Нет, другой поцелуй. Там, в коридоре. У её двери. Когда они будто оказались на всём свете совсем одни, по-настоящему одни. И это не пугало. Наоборот. Это дарило пьянящее чувство свободы и близости и не давало противиться вспыхнувшему притяжению.
Сколько раз он целовал чьи-то губы – не счесть. А вот тот момент въелся в память, причём не просто фактом: было. А всеми ощущениями. До сих пор, спустя почти два года, он помнил чувственный изгиб её губ, их податливую мягкость… И она отвечала, между прочим. Отвечала на его поцелуй и тогда, в коридоре, и потом, у окна. А ещё выкрикнула в запале, что для неё имеет значение, с кем он…
Глупо, конечно, прикидывать, что было бы, если б не Артёмовы козни и не его глупость, ибо история не знает сослагательного наклонения. Но воображение-то знает! И использует вовсю. И снова эта мягкость губ, дурманящая голову, захватила все мысли, а потом… потом уж он представлял себе то, чего не было в помине, но могло бы быть. И было бы, наверняка...
Как уснул, Максим сам не заметил, но спалось сладко. Хорошо, подумал утром, что никто не просёк, где он сегодня ночь коротал.
***
За завтраком мать с отцом едва ли парой фраз перекинулись. Артём к столу вообще не спустился. Передал, что крепко занемог.
Отец фыркнул, обвиняюще взглянул на мать:
– Уж понятно, с чего он занемог. С сыном же твоим ушёл… как ещё жив остался.
Мать расстроенно потупилась.
Максим же хмыкнул в ответ:
– Ну, конечно. Всё я, везде я, как обычно. И натрепать Алёне про тебя тоже я его надоумил, да?
У отца тотчас вытянулось лицо. Он бросил на Максима быстрый, колючий взгляд, но ни слова больше не произнёс.
Уже потом, после завтрака, мать посетовала:
– Зря ты его дразнишь. Для него эта Алёна как красная тряпка. Лучше наоборот молчать…

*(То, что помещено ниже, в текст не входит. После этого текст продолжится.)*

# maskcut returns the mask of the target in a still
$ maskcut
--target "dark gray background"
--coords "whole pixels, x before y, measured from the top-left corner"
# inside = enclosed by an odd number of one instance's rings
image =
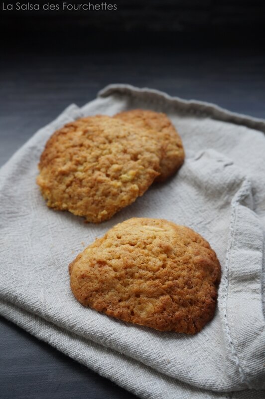
[[[262,2],[221,3],[129,1],[116,19],[4,15],[0,164],[70,103],[111,83],[265,118]],[[3,399],[134,397],[3,319],[0,335]]]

– Угу, ты вон всю жизнь молчишь, – раздражённо оборвал её Максим. – А потом плачешь, что он тебя может из дома выставить.
– Это жестоко, – упрекнула мать.
Максим поморщился. Вот в этом вся мать и есть.
Сколько себя помнил, она вечно на что-то жаловалась, плакала по любому поводу, ныла, раскисала. А попробуешь её взбодрить, совет дашь дельный, призовёшь взять себя в руки и что-то сделать, а не просто страдать, так она сразу обижалась. Ей, сетовала она, нужны слова утешения, сочувствие, сопереживание, а не сухое руководство к действию. Максим этого и раньше не понимал, а сейчас – так тем более. Какой толк – вместе ныть и охать?